We report on the case of a woman with Fabry disease who had a successful pregnancy outcome after receiving migalastat for 18 weeks, with no significant negative effect on her child. Except for a birth weight (2.29 kg) that met criteria for being low for gestational age [13, 14], the pregnancy outcome in this case was normal. The specific reason for the low birth weight is unknown; however, the patient smoked during her pregnancy, which is known to be associated with low birth weight [15, 16]. To our knowledge, there is no report of an association between low birth weight and Fabry disease and normal birth weight has been reported for Fabry-complicated pregnancies [17].

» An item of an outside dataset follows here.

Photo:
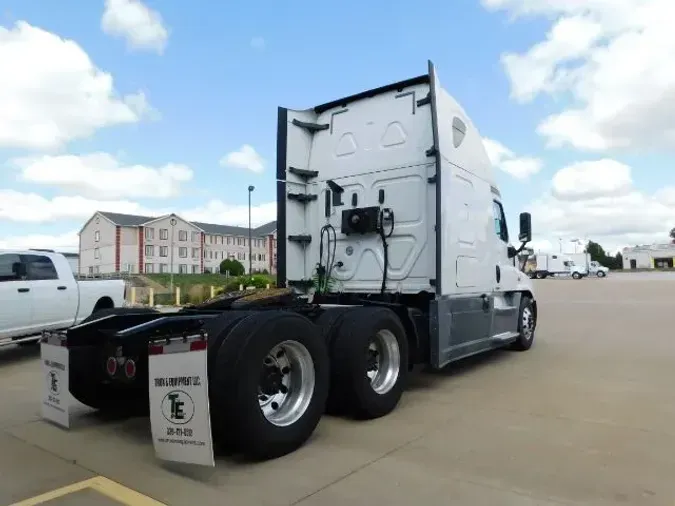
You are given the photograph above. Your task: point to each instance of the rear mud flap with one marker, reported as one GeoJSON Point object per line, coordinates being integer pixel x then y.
{"type": "Point", "coordinates": [180, 416]}
{"type": "Point", "coordinates": [57, 402]}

Interestingly, both kidney biopsies (one obtained shortly after her second pregnancy, and one obtained during the third pregnancy) showed evidence of Fabry disease and segmental C3 staining in the glomeruli. In-depth serological and genetic analyses did not confirm a specific cause for C3 glomerulopathy. Thus, our findings may point to an inflammatory response in the kidney triggered by pregnancy and Fabry disease, resulting in heavy proteinuria during pregnancy that resolved after childbirth in both instances.

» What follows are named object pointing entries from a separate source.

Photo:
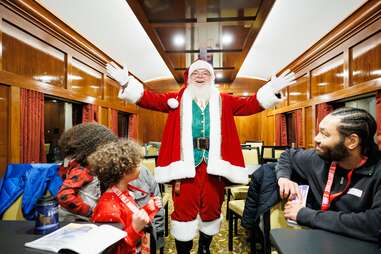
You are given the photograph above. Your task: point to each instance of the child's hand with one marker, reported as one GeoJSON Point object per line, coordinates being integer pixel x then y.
{"type": "Point", "coordinates": [154, 203]}
{"type": "Point", "coordinates": [139, 220]}
{"type": "Point", "coordinates": [158, 202]}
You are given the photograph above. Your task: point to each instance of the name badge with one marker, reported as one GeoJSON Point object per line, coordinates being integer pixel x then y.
{"type": "Point", "coordinates": [355, 192]}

Successful pregnancy outcomes have been reported in women with Fabry disease receiving ERT with agalsidase alfa [1820] or agalsidase beta [2025] infusions. This is the first report of a successful pregnancy outcome with migalastat. In a separate phase 3 trial of migalastat in patients with Fabry disease [10] one woman discontinued from the study because of pregnancy after being exposed to migalastat for 34 days. The pregnancy was uneventful, and she delivered a healthy baby girl. In a rabbit embryo-fetal toxicity study, migalastat doses associated with maternal toxicity were associated with embryo-fetal death, a reduction in mean fetal weight, retarded ossification, and slightly increased incidence of minor skeletal abnormalities [9]. Therefore, migalastat therapy is not advised during pregnancy. Despite the successful pregnancy reported here, the safety of migalastat during pregnancy is still uncertain.

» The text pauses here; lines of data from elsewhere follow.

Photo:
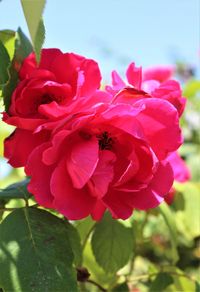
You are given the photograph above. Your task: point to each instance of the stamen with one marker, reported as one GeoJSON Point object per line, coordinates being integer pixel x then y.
{"type": "Point", "coordinates": [105, 141]}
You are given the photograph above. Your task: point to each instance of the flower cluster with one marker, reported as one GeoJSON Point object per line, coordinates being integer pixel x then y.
{"type": "Point", "coordinates": [88, 150]}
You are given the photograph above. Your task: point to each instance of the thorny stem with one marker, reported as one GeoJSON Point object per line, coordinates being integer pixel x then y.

The patient provided written consent for her case to be published.

Disclosure

Previously presented at the 14th Annual WORLD Symposium™; February 5–9, 2018; San Diego, CA and Society for the Study of Inborn Errors of Metabolism Annual Symposium; September 4–7, 2018; Athens, Greece.

Conflicts of Interest

Natalja Haninger-Vacariu has received travel grants from Amicus Therapeutics and Shire. Sarah El-Hadi, Udo Pauler, Marina Foretnik, Renate Kain, Alice Schmidt and Zoltán Prohászka declare that they have no conflicts of interest regarding the publication of this article. Nina Skuban and Jay A. Barth are employees of and hold stock in Amicus Therapeutics. Gere Sunder-Plassmann has served on advisory boards and received honoraria from Idorsia and Greenovation and honoraria and research funding from Amicus Therapeutics, Shire, and Sanofi.

Authors’ Contributions

Natalja Haninger-Vacariu and Gere Sunder-Plassmann drafted the manuscript. Natalja Haninger-Vacariu, Sarah El-Hadi, Udo Pauler, Marina Foretnik, Alice Schmidt, Nina Skuban, Jay A. Barth, Gere Sunder-Plassmann collected clinical data for this manuscript. Renate Kain did the histopatholgy analysis of kidney biopsies. Zoltán Prohászka did the complement-related analyses. All authors approved the final version of the manuscript. Natalja Haninger-Vacariu is the guarantor of this manuscript.

Funding

The patient was a part of the ATTRACT clinical trial which was funded by Amicus Therapeutics, Inc.

Acknowledgments

The authors thank the patient and her family. The patient was a part of the ATTRACT clinical trial which was funded by Amicus Therapeutics, Inc. Third-party medical writing assistance was provided by Lynn Brown, PhD, and Cindy Gobbel, PhD, of ApotheCom (Yardley, PA) and was supported by Amicus Therapeutics, Inc.